The Vespa is perhaps the best known scooter in the world, and motorcycle users in many nations also consider it the most fashionable ride on two wheels. The company describes the bike as "an unprecedented and unqualified success," however problems can arise with them over time. Getting the bike started and making sure it runs smoothly involves checking and maintaining a number of different parts. Problems with these parts can often fix yourself, but sometimes the services of a qualified mechanic may be needed.
Check the battery. If your Vespa won't start, the battery may be dead or nearly dead and will need charging. Many riders consider using the kick start as an early solution. The bike needs to be on its stand with the ignition turned on before you try this. Gently opening the throttle as you kick the kick-start lever can also help in getting the engine to turn over. If the kick start doesn't work, you may need to jump start the bike. Using jump leads, attach your battery to the battery of another bike, and start the engine normally.
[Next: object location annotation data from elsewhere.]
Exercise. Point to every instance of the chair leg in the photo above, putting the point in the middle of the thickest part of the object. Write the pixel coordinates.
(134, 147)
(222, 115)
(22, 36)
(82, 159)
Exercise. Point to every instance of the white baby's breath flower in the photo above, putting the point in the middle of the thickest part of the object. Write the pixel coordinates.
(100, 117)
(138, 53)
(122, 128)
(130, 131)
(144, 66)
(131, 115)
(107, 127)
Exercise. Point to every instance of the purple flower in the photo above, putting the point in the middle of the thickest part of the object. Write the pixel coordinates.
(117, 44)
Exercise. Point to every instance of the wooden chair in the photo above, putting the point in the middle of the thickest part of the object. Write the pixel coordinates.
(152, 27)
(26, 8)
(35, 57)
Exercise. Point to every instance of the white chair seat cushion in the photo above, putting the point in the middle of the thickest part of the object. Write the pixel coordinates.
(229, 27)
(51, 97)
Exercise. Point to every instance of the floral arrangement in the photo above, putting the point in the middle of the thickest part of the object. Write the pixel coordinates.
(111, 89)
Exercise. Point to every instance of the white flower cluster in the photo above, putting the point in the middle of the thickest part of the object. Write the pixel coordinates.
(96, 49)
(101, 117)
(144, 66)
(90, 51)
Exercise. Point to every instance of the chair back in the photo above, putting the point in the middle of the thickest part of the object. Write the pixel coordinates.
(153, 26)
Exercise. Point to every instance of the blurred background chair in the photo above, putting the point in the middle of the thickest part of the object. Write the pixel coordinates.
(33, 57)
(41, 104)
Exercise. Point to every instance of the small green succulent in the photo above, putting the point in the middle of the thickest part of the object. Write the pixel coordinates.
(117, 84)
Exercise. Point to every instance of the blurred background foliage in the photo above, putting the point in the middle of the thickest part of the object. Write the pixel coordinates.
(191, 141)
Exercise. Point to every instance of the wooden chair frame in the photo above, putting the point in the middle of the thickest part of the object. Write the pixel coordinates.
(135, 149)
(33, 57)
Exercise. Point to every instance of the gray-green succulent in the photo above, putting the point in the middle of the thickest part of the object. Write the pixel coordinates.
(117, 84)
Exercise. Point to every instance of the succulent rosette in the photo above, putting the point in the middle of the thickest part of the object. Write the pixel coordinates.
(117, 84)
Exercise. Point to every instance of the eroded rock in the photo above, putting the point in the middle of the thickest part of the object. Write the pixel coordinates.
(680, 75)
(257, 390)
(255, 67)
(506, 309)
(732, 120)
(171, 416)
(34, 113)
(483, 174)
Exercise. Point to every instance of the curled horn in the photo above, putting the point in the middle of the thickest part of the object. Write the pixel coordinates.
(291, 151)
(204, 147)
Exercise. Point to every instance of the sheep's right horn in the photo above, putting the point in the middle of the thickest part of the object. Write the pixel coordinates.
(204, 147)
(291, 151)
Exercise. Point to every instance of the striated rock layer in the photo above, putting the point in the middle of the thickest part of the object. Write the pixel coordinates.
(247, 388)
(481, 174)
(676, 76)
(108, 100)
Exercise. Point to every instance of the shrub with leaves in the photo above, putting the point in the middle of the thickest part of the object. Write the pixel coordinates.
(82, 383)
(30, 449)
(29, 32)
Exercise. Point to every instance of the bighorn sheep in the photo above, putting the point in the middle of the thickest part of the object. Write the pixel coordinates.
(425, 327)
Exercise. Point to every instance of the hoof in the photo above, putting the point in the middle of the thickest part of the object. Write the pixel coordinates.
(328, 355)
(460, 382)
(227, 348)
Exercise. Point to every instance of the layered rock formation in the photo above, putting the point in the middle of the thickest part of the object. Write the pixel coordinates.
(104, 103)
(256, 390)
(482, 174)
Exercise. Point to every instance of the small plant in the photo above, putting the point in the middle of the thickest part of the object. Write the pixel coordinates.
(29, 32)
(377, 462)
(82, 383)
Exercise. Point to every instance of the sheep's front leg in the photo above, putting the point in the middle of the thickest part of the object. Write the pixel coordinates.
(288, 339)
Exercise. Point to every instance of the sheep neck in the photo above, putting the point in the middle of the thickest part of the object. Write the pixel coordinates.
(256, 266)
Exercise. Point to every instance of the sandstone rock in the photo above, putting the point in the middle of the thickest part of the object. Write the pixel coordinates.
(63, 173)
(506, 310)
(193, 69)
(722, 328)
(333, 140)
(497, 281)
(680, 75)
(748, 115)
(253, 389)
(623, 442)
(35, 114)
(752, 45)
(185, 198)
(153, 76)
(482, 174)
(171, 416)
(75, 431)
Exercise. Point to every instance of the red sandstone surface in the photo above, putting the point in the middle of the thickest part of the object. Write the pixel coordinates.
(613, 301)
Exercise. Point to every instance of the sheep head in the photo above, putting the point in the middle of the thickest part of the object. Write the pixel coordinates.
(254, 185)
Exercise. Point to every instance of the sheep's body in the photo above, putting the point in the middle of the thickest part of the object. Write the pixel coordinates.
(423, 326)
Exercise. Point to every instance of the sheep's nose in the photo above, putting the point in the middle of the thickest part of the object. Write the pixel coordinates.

Once the bike is started, you must keep the engine running to charge the battery.
Take a look at the spark plug. Engine faltering can arise if it is damaged or not working properly. The plug ignites the fuel mixture inside the cylinder in order to make the bike go. Locate the plug underneath the seat of the Vespa but above the engine. Check for discolouration which could indicate the oil to gas ratio in the bike is wrong. Clean or replace the spark plug altogether and try to start the bike again.
Check for interruptions to the smooth running of the Vespa. Bad acceleration, jolts or leakages can indicate problems with the carburettor. The Vespa Maintenance website stresses the importance of this part stating: "The carburettor on all Vespas is something that should be kept clean and sealed." It is possible to clear blockages and rebuild a carburettor, but the process is complex and takes a particular amount of knowledge and expertise.
Ensure the brakes and gears on your Vespa are working correctly, and make sure the tires are fully inflated and are not worn. Problems with any of these parts can interfere with the overall smooth running of the bike, and particular instructions on them can be found in the bike's instruction manual.
Problems with starting your Vespa may be less down to mechanics and fine tuning and have more to do with temperature or length of time for which it has sat idle.